Wednesday, November 17, 2010

The "magic" whiteboard

The first time I saw an interactive whiteboard was in my graduate course. I used to hate the regular whiteboards, even though they were an advance from the chalk blackboard. They are difficult to clean, they can be damaged easily and they are usually not very big.
But, with the INTERACTIVE whiteboard, it’s different. I loved to work with it in class. We can’t say that there aren’t any problems, but what you can do with it overhaul any of those.
What I thought about preparing lessons using it was that we have to get used to it and as my professor said, we must use it, train on it. It takes time until you discover all the resources in it, so I’m sure that preparing the next lesson will be easier that the previous and so on.
I’d really love to have one in my classroom to teach at daily bases, especially because I usually teach foreign languages to adults that could really appreciate all its potential with the games, and the possibility to watch videos and to write on it when you are giving an explanation. It’s for sure far more interesting and interactive than a powerpoint presentation.
I’m sure not only adults, but students of any age will be engaged in a class that uses it as a tool to make the subject more interesting and easier to visualize. All students would appreciate the teacher’s effort to prepare a lesson using it, giving them the sign that the teacher is also engaged in the course and wants to make it more fascinating and interesting to them.

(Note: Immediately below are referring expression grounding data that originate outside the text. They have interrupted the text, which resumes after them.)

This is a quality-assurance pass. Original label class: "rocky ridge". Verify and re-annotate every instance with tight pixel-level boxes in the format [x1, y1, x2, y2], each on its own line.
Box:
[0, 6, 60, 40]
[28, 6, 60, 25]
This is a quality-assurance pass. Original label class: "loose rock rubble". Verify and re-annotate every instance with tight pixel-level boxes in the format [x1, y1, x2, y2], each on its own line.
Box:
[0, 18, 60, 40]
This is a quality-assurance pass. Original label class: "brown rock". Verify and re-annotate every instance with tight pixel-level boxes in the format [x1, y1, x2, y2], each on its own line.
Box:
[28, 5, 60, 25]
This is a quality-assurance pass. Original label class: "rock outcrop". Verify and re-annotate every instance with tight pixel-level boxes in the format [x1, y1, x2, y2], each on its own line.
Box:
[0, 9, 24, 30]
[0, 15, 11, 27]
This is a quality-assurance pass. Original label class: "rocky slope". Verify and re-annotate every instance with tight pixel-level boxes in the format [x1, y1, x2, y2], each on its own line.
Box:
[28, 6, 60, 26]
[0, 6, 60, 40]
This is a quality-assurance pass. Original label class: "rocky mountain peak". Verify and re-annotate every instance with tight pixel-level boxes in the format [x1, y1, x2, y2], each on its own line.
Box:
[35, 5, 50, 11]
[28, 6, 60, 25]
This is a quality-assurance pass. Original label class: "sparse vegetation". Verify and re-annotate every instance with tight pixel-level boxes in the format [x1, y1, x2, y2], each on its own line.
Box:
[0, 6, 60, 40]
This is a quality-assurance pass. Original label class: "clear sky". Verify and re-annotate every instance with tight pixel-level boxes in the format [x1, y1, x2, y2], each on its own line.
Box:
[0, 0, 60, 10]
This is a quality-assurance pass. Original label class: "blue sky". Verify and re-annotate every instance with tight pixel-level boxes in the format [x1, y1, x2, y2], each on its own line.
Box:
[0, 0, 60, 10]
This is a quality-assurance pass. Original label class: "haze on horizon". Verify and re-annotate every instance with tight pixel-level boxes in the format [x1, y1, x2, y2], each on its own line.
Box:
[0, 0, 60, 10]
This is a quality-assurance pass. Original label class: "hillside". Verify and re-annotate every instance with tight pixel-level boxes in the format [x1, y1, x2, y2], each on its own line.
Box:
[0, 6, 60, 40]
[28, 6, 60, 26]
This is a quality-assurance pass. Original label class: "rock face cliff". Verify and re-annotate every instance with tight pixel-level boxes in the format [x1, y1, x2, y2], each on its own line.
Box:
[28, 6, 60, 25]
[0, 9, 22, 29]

Wednesday, October 27, 2010

Lesson Ideas for video activities in Foreign Language class

I think the activity of creating a video is such a cool “tool” for us – teachers of Net Geners – because through the process, the students can learn so many things, such as how to organize and plan their actions before shooting the videos, how to use a video camera and its features, how to use the softwares to edit the video (usually the ones they don’t know how to use properly yet), and also it is a great exercise for them to practice making decisions in group and working as a team, but with each person having its own duty in the process, like in a movie crew.
A good idea to use video with foreign language classes is “PSA for Foreigners”, in which the students (from 8th grade on) should create a PSA about any fact of daily life that is different here in Usa from the specific foreign country, like cultural differences: for example, the fact that here we don’t change plates when we eat pasta, and then meat: in Italy, they change plates every time they change “dishes”; or the fact that here we eat salad in a small bowl before or together with the main course, in Italy you eat in a regular plate, but after the “second course”; or the fact that in Spain when you go to a grocery store you have to pay for your plastic bags at the check out; or the fact that you have to insert one Euro coin in the kart to use it, but you can have your coin back if you take the kart back to its line… For the project, teacher would have to use a computer lab and at least 4 or 5 video cameras.
So, the students divided in groups of 4 would have to:
  • research about those cultural differences in the web;
  • choose one that they thought was the most interesting;
  • show the teacher their option and get approval;
  • decide each one’s role in the process;
  • create the storyboard with the scenes to be shot;
  • film the scenes;
  • edit the video using Movie Maker in class with the help of the teacher, inserting effects, transitions and copyright free music;
  • Post it on youtube;
  • Write a report detailing the process;
  • Finally, present the PSA in front of the class in the language studied.
I’m sure it would be a nice way to make students research about cultural differences and use the foreign language in a very practical and fun way. It would be a great opportunity to teach new vocabulary and correct the students’ pronounciation, and most important it would be real team work, but with a lot of fun and excitement.

Our PSA video project

This group video project was really fun to make. It was a relatively simple, but time consuming project, through which we were able to learn how to use different gadgets and softwares, such as a video camera, Movie Maker and Audacity. The video camera and tripod were pretty simple to operate, first we did some regular takes, then we used more of the camera features, like the zoom in and out. Transfer the video to the computer was easy, even if we had to use an USB drive to save it. The funniest, but more time-consuming part was editing it: selecting the scenes, putting effects and transitions using Movie Maker was really fun; it was more time-consuming because our video came as one file (without the scenes  separated), so every time we want to select a scene, we had to copy all the video and make the cuts using the timeline. Finding the “right” music to insert was a little challenge, because at freemusic.com there are so many options that after a while we were confused by all the music we had heard, but eventually we made up our minds and used three musics in the video, depending of the scene and effect we want cause. Post in Youtube was easy as well, because we already knew how to do it.
I think this project show us how fun, entertaining, exciting is to use video as an assignment in class. It makes students work together, make decisions as a group, organize the ideas and plan the actions before shooting. Also the excitement of posting it on-line, the possibility that anyone can see it, gives them more enthusiasm to work to have an more elaborated and well-done project. Nowadays, we must use everything possible to engage students in assignments, nothing works better with the Net Geners than the use of more advanced technology, with which they can create new things and also learn new tools and concepts. Video is definitely a great activity for our Net-Gener students.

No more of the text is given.